Group says city violates separation of church and state

Dover is reacting to a call from a Wisconsin group to halt the transfer of its old city library building to Wesley College.

In a Sept. 20 letter and email to acting City Manager Donna S. Mitchell, a lawyer for the Freedom From Religion Foundation said the move violates the concept of separating government from religion.

The letter did not mention any possible litigation of the city, but protested the move and asked for copies of records relevant to the transaction.

Mitchell said that, at the moment, the city just considers the FFRF letter a request for information, and is treating it as such. The transfer of the library to Wesley still is on track.

“We’re treating this as a Freedom of Information Act request, and we’re moving forward,” Mitchell said.

Work on the transfer should be completed within the next few weeks, she said.

Constitutional questions

The FFRF’s purpose is to “protect the constitutional principle of separation of church and state and to educate the public on matters relating to nontheism,” wrote staff attorney Ryan D. Jayne.

Founded in 1978, the FFRF has more than 29,000 members in all 50 states and works to keep government and religion separate.

The group learned about the sale from an individual Jayne would identify only as a concerned Dover taxpayer. He said they object to the transaction because a religious organization is receiving city property for a token $1 payment.

“The city of Dover may not transfer city property to a church or religious college for less than fair market value,” Jayne wrote. Doing so violates both the U.S. and Delaware constitutions, he said.

In August, city council approved the sale of the 0.86-acre property to Wesley. In October, the property had an estimated fair market value of about $1.1 million.

To get the sale underway, Sen. Colin Bonini, R-Dover, and Rep. Sean Lynn, D-Dover, agreed to commit $1.05 million from their state community transportation funds to the city over the next three years. The agreement came with a caveat the money could only be spent for transportation needs within the city.

Lynn said the CTF funds would free up money Dover would have allocated from its own budget.

Violates First Amendment

That argument, however, is not valid, Jayne said.

 “It is no defense that state legislators offered the city discretionary funds if they improperly advance religion in this way,” he said.

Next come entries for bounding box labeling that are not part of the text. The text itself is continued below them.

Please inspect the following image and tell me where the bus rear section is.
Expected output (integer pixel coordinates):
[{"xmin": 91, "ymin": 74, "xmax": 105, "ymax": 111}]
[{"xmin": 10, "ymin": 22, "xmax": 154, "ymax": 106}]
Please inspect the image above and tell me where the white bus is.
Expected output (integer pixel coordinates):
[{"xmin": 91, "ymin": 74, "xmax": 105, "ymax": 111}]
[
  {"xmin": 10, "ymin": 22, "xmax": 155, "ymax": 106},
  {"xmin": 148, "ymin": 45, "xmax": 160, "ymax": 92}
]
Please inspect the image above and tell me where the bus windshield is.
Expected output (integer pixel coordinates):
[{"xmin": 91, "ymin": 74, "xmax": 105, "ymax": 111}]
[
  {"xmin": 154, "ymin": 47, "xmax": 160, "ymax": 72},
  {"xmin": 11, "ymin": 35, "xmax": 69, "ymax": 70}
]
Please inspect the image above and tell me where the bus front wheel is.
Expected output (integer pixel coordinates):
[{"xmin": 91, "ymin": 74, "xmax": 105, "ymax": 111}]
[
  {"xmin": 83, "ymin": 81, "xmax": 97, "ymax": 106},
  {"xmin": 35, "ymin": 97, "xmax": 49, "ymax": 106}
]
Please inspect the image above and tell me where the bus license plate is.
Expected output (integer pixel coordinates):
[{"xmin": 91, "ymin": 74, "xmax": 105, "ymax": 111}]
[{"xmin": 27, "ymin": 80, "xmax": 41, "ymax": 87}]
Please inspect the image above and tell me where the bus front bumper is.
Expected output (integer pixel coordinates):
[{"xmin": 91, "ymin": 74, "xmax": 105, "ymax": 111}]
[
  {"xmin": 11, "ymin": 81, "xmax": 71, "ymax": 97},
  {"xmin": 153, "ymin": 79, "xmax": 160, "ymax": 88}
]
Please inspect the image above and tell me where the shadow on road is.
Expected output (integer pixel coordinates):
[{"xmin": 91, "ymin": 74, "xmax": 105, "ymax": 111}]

Jayne cited several prior legal decisions, as well as the establishment clause of the First Amendment, which he said prohibits governments from financially supporting religious schools.

In 2016, the FFRF successfully resolved a similar case in Shelby, Tenn., without going to court. However, it won a 2005 lawsuit involving federal grants to a Christian college in Alaska.

The Capital City is trying to do the same thing, Jayne argued.

“The city of Dover violates this principle by giving valuable real estate to a religious entity for a token $1,” he said.

Additionally, Delaware’s Constitution forbids funding religious entities, Jayne said, in that no one “shall or ought to be” required to contribute to the construction or support “of any place of worship or to the maintenance of any ministry” without their consent.

“Maintaining a ministry is exactly what the city does by selling real estate to Wesley College for less than free market value,” he said.

To overcome these legal objections, the college must pay full price for the library property, Jayne said.

Still raises concerns

Notwithstanding the legal details, Mitchell said the city will put the CTF funds to work where they’re needed, repairing Dover’s streets, curbs and sidewalks.

The old library is essentially a white elephant. An estimate of roughly a half-million dollars needed to bring it up to code was “a real eye-opener,” she said.

Mitchell acknowledges there were complaints after the transfer made the news, including from groups advocating its use as a homeless shelter.

But she is comfortable with the decision.

“I could get behind this, knowing I could get our streets fixed and get more done with the funds from the CTF,” she said.

Still, Jayne said constitutional issues raised by the FFRF must be dealt with.

“The simple way to say this is the city cannot give government property to churches or religious colleges,” Jayne said. “It seems to me that from looking at their website that Wesley doesn’t push the religious angle, and you probably could go throughout the college without having a lot of religion pushed on you.

“But the fact is it has a religious affiliation still raises state/church concerns.”